According to Menashe, scientists are studying the possibility of genetically removing ASD’s undesirable traits.
“Today, we can identify some of the genes that cause autism; the research is now focused on learning their molecular mechanisms, a better understanding of which could lead to development of new treatments or genetic intervention methods.”
Menashe says the national center is conducting exome sequencing — a type of genetic sequencing that could explain what may be causing symptoms or a disease — on autistic children and their immediate family members.
But what makes the Israeli research center extraordinary internationally is its extensive database, which provides much more information beyond genetics.
“We can cross-reference medical, behavioral, and genetic records. That’s something that practically doesn’t exist anywhere else in the world,” he says.
Menashe has a doctorate in genetic epidemiology from the Weizmann Institute of Science and is a lecturer at the Department of Public Health and Faculty of Health Sciences at Ben-Gurion University of the Negev (BGU).
He became interested in autism while working at an American medical startup. He returned to Israel and entered academia to advance autism research here.
Menashe linked up with Prof. Gal Meiri from the Soroka Medical Center in Beersheva, who at the time was the primary doctor for autism diagnosis in Israel’s south; and Ilan Dinstein, a professor in the psychology and cognitive and brain sciences departments at BGU.

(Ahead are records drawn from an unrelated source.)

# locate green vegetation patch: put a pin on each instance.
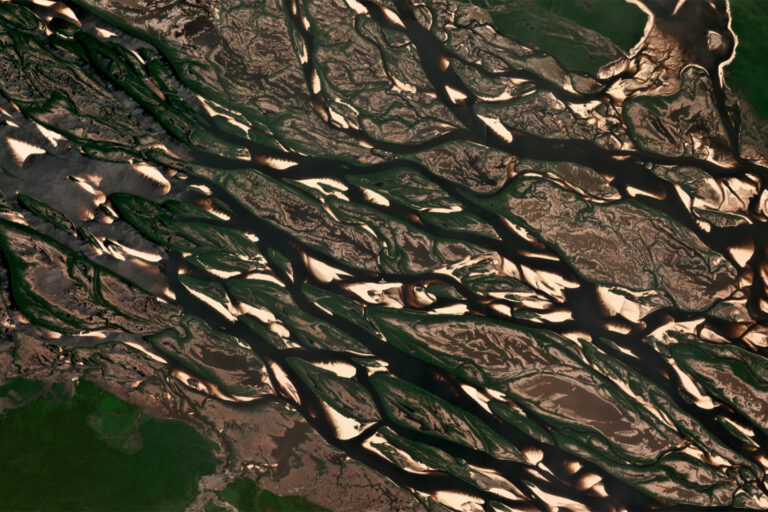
(247, 496)
(748, 71)
(92, 451)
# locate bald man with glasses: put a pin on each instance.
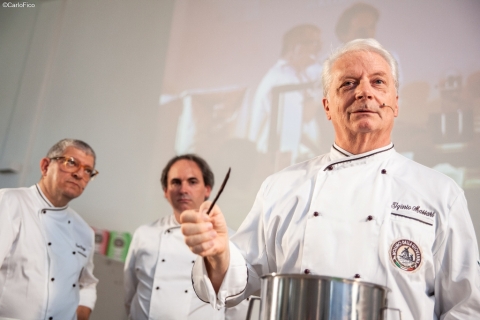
(46, 248)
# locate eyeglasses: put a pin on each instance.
(70, 164)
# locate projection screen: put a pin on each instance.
(226, 98)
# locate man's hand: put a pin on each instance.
(83, 313)
(207, 236)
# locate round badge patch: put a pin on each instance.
(406, 255)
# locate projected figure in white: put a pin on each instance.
(297, 65)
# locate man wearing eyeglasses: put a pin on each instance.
(46, 248)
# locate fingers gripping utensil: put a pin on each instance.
(219, 191)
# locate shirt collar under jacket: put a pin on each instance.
(44, 199)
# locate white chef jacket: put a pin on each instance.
(290, 117)
(158, 277)
(46, 258)
(378, 216)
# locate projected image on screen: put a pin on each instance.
(242, 84)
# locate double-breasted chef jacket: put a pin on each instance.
(158, 275)
(377, 217)
(46, 258)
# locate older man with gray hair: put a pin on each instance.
(362, 211)
(46, 248)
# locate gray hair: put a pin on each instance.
(365, 45)
(58, 148)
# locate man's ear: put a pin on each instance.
(44, 163)
(165, 192)
(326, 108)
(208, 191)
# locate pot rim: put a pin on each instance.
(319, 277)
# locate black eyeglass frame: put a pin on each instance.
(77, 165)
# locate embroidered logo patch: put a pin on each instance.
(406, 255)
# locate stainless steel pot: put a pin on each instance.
(308, 297)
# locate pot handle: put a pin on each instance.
(250, 306)
(383, 312)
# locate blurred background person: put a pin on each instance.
(298, 64)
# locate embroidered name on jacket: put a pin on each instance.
(398, 206)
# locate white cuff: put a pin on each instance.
(233, 284)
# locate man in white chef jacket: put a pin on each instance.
(361, 211)
(46, 248)
(157, 275)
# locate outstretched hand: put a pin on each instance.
(207, 236)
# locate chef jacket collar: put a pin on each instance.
(45, 200)
(172, 223)
(339, 155)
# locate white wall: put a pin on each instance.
(90, 70)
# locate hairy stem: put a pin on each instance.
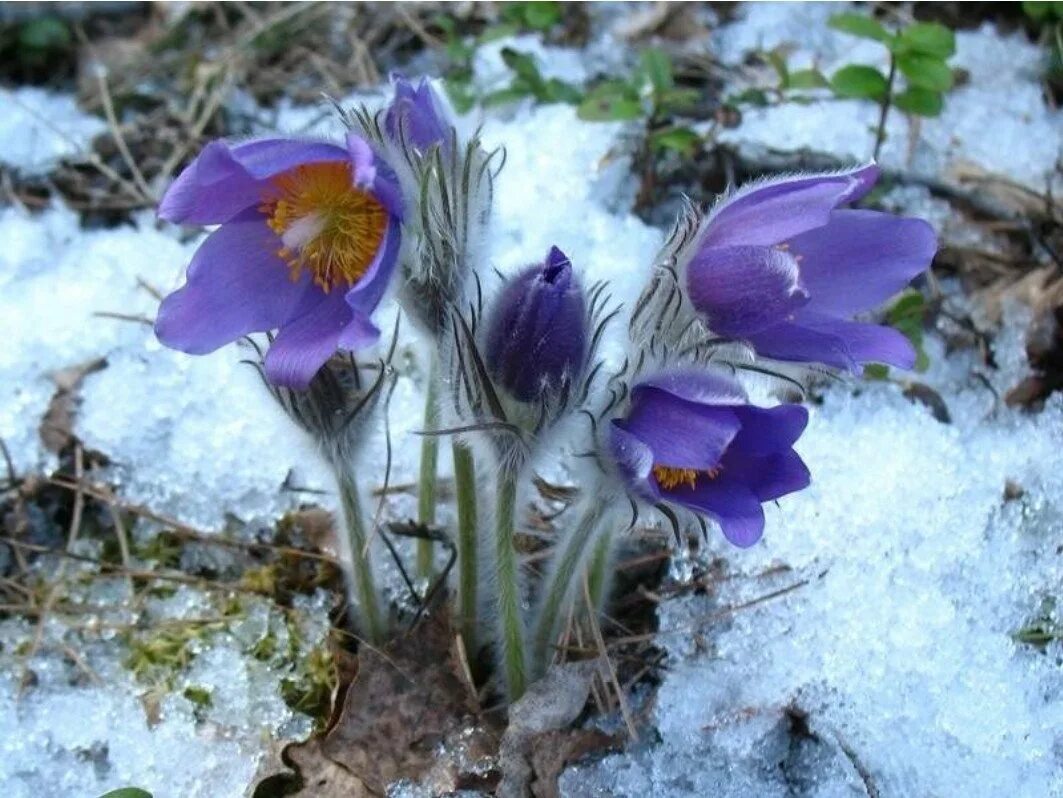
(597, 572)
(465, 485)
(507, 576)
(562, 578)
(364, 598)
(426, 484)
(887, 101)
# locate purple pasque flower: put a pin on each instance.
(693, 440)
(416, 114)
(308, 239)
(537, 329)
(783, 267)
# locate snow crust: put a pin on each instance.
(38, 128)
(996, 120)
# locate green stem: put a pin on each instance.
(508, 587)
(560, 583)
(465, 485)
(597, 572)
(426, 484)
(365, 601)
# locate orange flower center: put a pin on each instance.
(326, 225)
(669, 477)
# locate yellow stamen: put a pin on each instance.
(326, 225)
(669, 477)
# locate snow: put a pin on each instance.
(38, 128)
(918, 571)
(913, 567)
(996, 120)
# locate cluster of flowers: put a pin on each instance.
(314, 235)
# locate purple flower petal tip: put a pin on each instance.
(416, 115)
(692, 440)
(785, 267)
(281, 260)
(537, 336)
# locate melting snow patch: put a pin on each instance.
(996, 120)
(38, 128)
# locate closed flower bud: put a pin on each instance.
(417, 114)
(537, 330)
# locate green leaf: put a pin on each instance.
(682, 140)
(461, 95)
(542, 16)
(906, 316)
(859, 82)
(655, 66)
(1043, 12)
(918, 101)
(612, 101)
(807, 79)
(925, 71)
(522, 64)
(678, 100)
(778, 63)
(858, 24)
(929, 38)
(45, 33)
(505, 96)
(749, 97)
(557, 90)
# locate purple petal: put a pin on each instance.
(706, 388)
(634, 460)
(223, 181)
(861, 258)
(871, 343)
(771, 213)
(304, 344)
(743, 289)
(735, 507)
(373, 175)
(416, 112)
(680, 434)
(781, 474)
(834, 342)
(769, 429)
(236, 284)
(366, 294)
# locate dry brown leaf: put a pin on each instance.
(403, 709)
(56, 426)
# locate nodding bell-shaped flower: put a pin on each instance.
(692, 439)
(537, 332)
(309, 237)
(416, 115)
(783, 267)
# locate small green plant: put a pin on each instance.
(1047, 18)
(907, 316)
(650, 94)
(538, 17)
(1043, 629)
(918, 52)
(529, 82)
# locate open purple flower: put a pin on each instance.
(308, 239)
(781, 267)
(693, 440)
(417, 114)
(537, 329)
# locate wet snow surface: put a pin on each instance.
(912, 570)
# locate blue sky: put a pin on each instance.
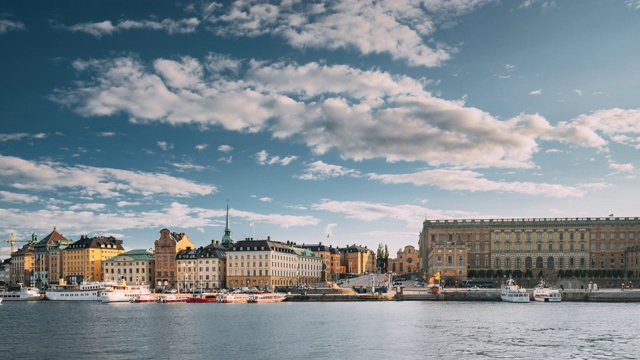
(334, 122)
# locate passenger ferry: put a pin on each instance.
(544, 293)
(24, 294)
(171, 298)
(142, 299)
(510, 292)
(266, 298)
(122, 292)
(84, 291)
(204, 297)
(233, 298)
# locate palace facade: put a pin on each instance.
(544, 245)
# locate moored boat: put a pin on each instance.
(543, 293)
(84, 291)
(266, 298)
(142, 299)
(202, 298)
(122, 292)
(510, 292)
(170, 299)
(24, 294)
(233, 298)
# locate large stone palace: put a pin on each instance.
(454, 247)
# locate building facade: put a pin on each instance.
(201, 268)
(330, 258)
(541, 245)
(165, 250)
(406, 261)
(46, 256)
(357, 260)
(267, 264)
(134, 266)
(82, 260)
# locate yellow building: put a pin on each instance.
(330, 258)
(267, 264)
(82, 260)
(134, 266)
(406, 261)
(21, 269)
(47, 264)
(357, 260)
(166, 249)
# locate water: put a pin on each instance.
(348, 330)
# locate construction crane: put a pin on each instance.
(11, 241)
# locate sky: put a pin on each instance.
(344, 122)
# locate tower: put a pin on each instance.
(227, 239)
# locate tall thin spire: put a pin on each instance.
(227, 239)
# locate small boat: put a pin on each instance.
(510, 292)
(122, 292)
(24, 294)
(544, 293)
(266, 298)
(234, 297)
(85, 291)
(202, 298)
(170, 299)
(142, 299)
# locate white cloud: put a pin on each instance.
(106, 27)
(127, 203)
(328, 108)
(263, 158)
(106, 134)
(6, 196)
(319, 170)
(395, 28)
(20, 136)
(367, 211)
(89, 206)
(188, 166)
(466, 180)
(627, 168)
(93, 181)
(164, 145)
(225, 148)
(7, 25)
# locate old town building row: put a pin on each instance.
(176, 263)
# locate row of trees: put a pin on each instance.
(570, 273)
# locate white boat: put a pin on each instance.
(122, 292)
(171, 298)
(233, 298)
(24, 294)
(266, 298)
(510, 292)
(85, 291)
(544, 293)
(143, 298)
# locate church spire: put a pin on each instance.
(227, 239)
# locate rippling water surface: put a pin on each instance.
(349, 330)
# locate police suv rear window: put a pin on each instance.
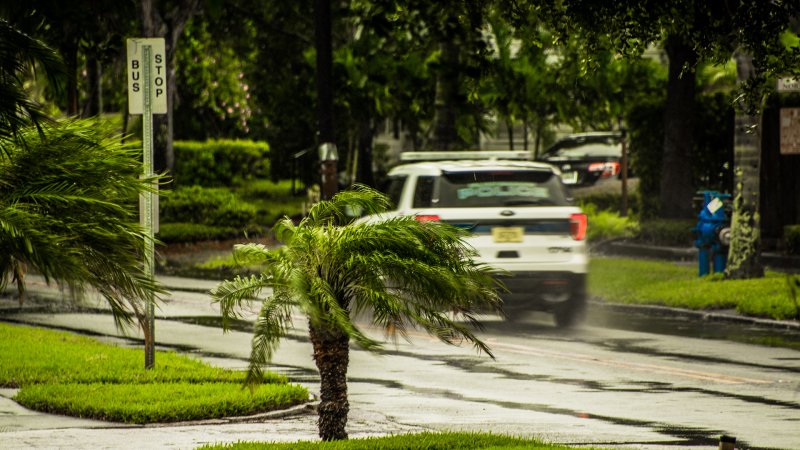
(491, 188)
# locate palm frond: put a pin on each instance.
(271, 326)
(250, 254)
(232, 295)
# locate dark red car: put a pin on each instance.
(586, 158)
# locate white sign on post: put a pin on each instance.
(788, 85)
(158, 75)
(147, 95)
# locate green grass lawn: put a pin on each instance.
(426, 441)
(637, 281)
(74, 375)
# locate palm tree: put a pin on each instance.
(19, 54)
(68, 195)
(401, 271)
(68, 191)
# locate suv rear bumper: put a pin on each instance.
(542, 290)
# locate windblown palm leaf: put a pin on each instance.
(21, 54)
(402, 272)
(68, 210)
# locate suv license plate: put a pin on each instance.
(569, 177)
(507, 234)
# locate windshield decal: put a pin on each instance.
(502, 189)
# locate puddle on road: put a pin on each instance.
(695, 327)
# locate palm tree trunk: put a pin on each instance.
(331, 354)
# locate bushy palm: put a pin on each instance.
(399, 272)
(68, 197)
(20, 54)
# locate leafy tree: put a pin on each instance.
(213, 98)
(693, 32)
(167, 19)
(67, 193)
(400, 272)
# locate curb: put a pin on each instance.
(711, 316)
(294, 411)
(623, 247)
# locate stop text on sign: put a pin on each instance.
(136, 75)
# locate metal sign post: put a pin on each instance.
(147, 96)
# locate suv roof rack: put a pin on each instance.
(524, 155)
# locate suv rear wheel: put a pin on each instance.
(571, 312)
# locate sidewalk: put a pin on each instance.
(622, 247)
(21, 428)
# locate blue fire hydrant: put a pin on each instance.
(712, 233)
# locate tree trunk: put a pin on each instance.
(744, 254)
(92, 106)
(70, 52)
(676, 180)
(363, 162)
(332, 355)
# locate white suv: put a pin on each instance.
(520, 217)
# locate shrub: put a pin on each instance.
(605, 224)
(172, 233)
(219, 162)
(208, 206)
(791, 239)
(671, 232)
(610, 201)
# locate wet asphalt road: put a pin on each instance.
(617, 385)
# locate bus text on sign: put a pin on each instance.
(158, 75)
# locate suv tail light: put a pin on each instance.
(577, 226)
(608, 169)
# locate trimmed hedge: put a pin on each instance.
(198, 212)
(217, 163)
(180, 232)
(675, 232)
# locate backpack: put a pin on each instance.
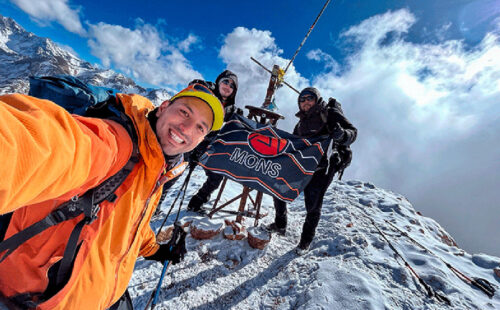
(83, 99)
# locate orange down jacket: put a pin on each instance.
(49, 156)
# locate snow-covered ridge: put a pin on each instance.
(23, 54)
(349, 266)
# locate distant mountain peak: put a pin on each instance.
(23, 54)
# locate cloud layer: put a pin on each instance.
(53, 10)
(142, 52)
(427, 114)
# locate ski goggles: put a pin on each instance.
(228, 82)
(202, 92)
(307, 98)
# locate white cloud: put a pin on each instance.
(185, 45)
(53, 10)
(320, 56)
(428, 114)
(141, 53)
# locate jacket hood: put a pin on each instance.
(230, 75)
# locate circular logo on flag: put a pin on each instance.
(267, 146)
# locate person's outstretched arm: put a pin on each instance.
(47, 152)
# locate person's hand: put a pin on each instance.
(172, 251)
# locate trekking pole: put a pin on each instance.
(307, 35)
(158, 287)
(153, 299)
(484, 285)
(181, 191)
(430, 292)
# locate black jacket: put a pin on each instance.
(319, 120)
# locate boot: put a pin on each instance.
(274, 228)
(195, 203)
(302, 248)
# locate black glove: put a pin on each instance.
(174, 250)
(337, 133)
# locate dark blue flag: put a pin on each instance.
(264, 158)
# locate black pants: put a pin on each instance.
(313, 198)
(211, 184)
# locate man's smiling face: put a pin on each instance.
(182, 124)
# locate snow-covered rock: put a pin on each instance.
(349, 265)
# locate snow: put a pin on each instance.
(349, 265)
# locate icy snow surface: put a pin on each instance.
(349, 265)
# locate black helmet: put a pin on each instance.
(309, 91)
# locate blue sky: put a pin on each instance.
(420, 79)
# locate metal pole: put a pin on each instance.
(307, 35)
(293, 88)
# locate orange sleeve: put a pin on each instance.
(47, 152)
(149, 244)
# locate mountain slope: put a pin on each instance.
(349, 266)
(23, 54)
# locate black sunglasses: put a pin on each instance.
(228, 82)
(306, 98)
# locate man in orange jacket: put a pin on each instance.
(50, 156)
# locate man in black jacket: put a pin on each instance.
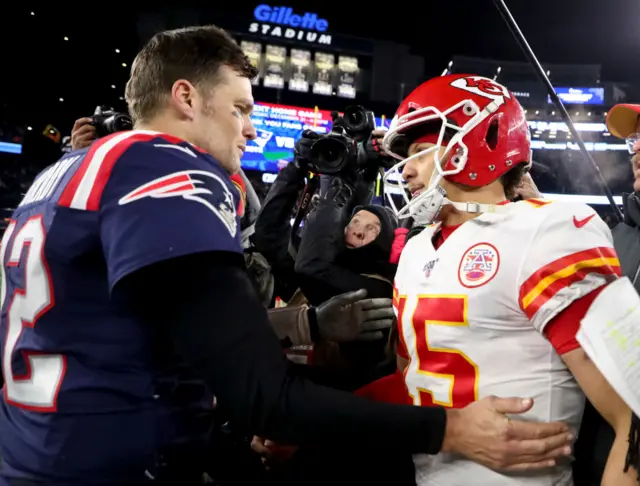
(623, 122)
(145, 225)
(596, 436)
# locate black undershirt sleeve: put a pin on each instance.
(207, 305)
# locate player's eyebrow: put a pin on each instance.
(246, 105)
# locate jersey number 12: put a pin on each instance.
(38, 386)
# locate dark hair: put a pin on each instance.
(511, 180)
(192, 53)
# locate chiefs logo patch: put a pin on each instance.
(485, 87)
(479, 265)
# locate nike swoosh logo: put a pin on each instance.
(175, 147)
(581, 222)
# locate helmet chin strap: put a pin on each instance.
(475, 208)
(427, 212)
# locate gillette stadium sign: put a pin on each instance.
(283, 23)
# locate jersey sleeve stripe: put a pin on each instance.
(537, 202)
(544, 284)
(85, 188)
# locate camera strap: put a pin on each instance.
(303, 209)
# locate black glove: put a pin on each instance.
(350, 317)
(302, 149)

In 2015, the three established a database of children diagnosed with autism and their immediate family members.
This database — the first in Israel, and among the first of its kind in the world — includes behavioral assessments, audio and video recordings, interviews and questionnaires, birth and medical records, MRI scans, genetic evaluations, and biological samples.
Their initiative eventually received funding from Israel’s Ministry of Science and Technology, and in 2018 BGU and Soroka opened the national center.
It is now officially called the Azrieli National Center for Autism and Neurodevelopment Research, following a $13 million donation from the Azrieli Foundation in 2021 that enabled the addition of secondary centers across Israel.
“Compared to similar centers [in other countries], ours is truly unique; we begin collecting data from before the child is even diagnosed and monitor their behavioral development to see which treatments work and which don’t,” Menashe explains.
The center’s study two years ago revealed that children diagnosed before 2.5 years of age were three times more likely to exhibit considerable improvements in the core social symptoms of autism in comparison to children diagnosed at later ages.
“In Israel, the average age of ASD diagnosis is three years old, thanks to the government system of development monitoring [of babies] at family health clinics. For comparison, in the US the average diagnosis age is six to seven years old,” Menashe notes.
The center also offers various workshops and seminars to help autistic individuals integrate into society. Its next research conference for families and communities is scheduled for October 30.